Aufräumarbeiten nach Sturm in Bohlingen dauern mehrere Tage
Ein schweres Unwetter hat im Singener Ortsteil Bohlingen mehr als 190 Häuser beschädigt. Straßen und Bahnstrecken waren blockiert, die Feuerwehr rechnet mit tagelangen Aufräumarbeiten.
Ein heftiges Unwetter hat in der Bodenseeregion zahlreiche Schäden angerichtet. Besonders betroffen ist Bohlingen, ein Ortsteil von Singen zwischen dem Bodensee und der Schweizer Grenze. Nach Angaben der Polizei wurden dort mehr als 190 Häuser durch Sturmböen und umgestürzte Bäume beschädigt. Ein Haus ist nicht mehr bewohnbar, ein Mensch erlitt leichte Verletzungen.
Die Ermittler schätzen den Sachschaden auf mehrere hunderttausend Euro. Bohlingen war nach dem Sturm am Freitag den gesamten Tag gesperrt. Nur Anwohner und Einsatzkräfte durften hinein. Trümmer und Einsatzfahrzeuge blockierten die Straßen und machten eine Durchfahrt unmöglich.
Inzwischen wurden die Straßen wieder freigegeben. Die Feuerwehr setzte die Beseitigung der Schäden am Samstag fort. Einsatzleiter Mario Dutzi erwartete, dass die vollständigen Aufräumarbeiten noch mehrere Tage dauern. Die Feuerwehr sollte mindestens den gesamten Samstag im Einsatz bleiben.
Umgestürzte Bäume verstopften außerdem den Fluss Aach. Das Wasser staute sich, zeitweise drohte eine Überflutung. Feuerwehrkräfte entfernten die Hindernisse und machten den Abfluss wieder frei.

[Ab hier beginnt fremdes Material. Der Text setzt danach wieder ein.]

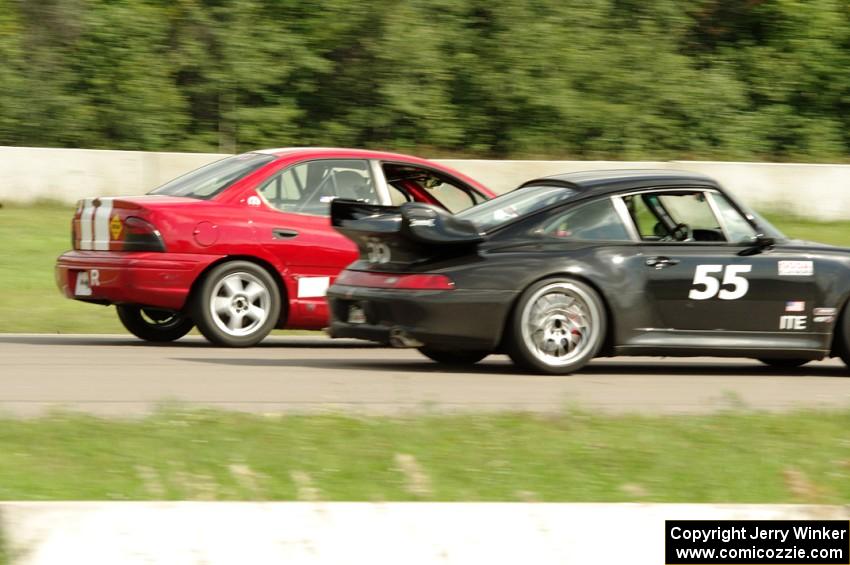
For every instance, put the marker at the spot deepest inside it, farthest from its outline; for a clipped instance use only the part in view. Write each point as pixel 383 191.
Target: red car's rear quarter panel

Auch der Bahnverkehr wurde beeinträchtigt. Bäume beschädigten an mehreren Stellen Oberleitungen. Am Samstagmittag blieb die Strecke zwischen Singen und Konstanz wegen Reparaturarbeiten gesperrt. Nach Angaben der Deutschen Bahn waren die Linien RE 2, RE 3 und RB 31 betroffen. Für Reisende wurde ein Ersatzverkehr mit Bussen eingerichtet.
In mehreren Gastronomiebetrieben am Bodensee hinterließ der Sturm ebenfalls Schäden. Bei der Gaststätte Die Mole in Radolfzell wurde die Terrasse verwüstet und ein Eisstand umgeworfen. Das Seeliebe Beach in Sipplingen schloss seine Anlage, um umgestürzte Stühle, kaputte Sonnenschirme, Äste und Blätter zu beseitigen.
Der Deutsche Wetterdienst bezeichnete das Unwetter als außergewöhnlich. Besonders auffällig war die Stärke der Böen. Eine Messstation in Schaffhausen registrierte bis zu 143 Kilometer pro Stunde, entsprechend Orkanstärke 12. Auf dem Weg nach Osten schwächte sich die Gewitterfront ab.
Nach Angaben des DWD bestand die Wetterlage aus mehreren Gewitterzellen, die sich gegenseitig verstärken und länger bestehen können. Im Raum Stuttgart fiel das Unwetter deutlich schwächer aus.
Die Schäden verteilten sich auf Wohnhäuser, Straßen, Gewässer, Bahntrassen und gastronomische Anlagen. Dadurch waren neben der Feuerwehr auch Polizei, Bahn, kommunale Stellen, Betriebe und private Eigentümer mit der Beseitigung der Folgen beschäftigt.
Die zeitweilige Sperrung Bohlingens diente nicht nur der Räumung. Lose Bauteile, umgestürzte Bäume und blockierte Wege stellten weiterhin Gefahren dar. Erst nachdem die wichtigsten Verkehrswege wieder passierbar waren, konnte die Polizei die Zufahrt allgemein freigeben.
Die gemessenen 143 Kilometer pro Stunde stammen von einer Station im benachbarten Schaffhausen. Der Wert verdeutlicht die Stärke der Gewitterfront im Grenzgebiet. Dass sich die Zellen gegenseitig verstärkten, erklärt nach Angaben des Wetterdienstes die außergewöhnliche Intensität.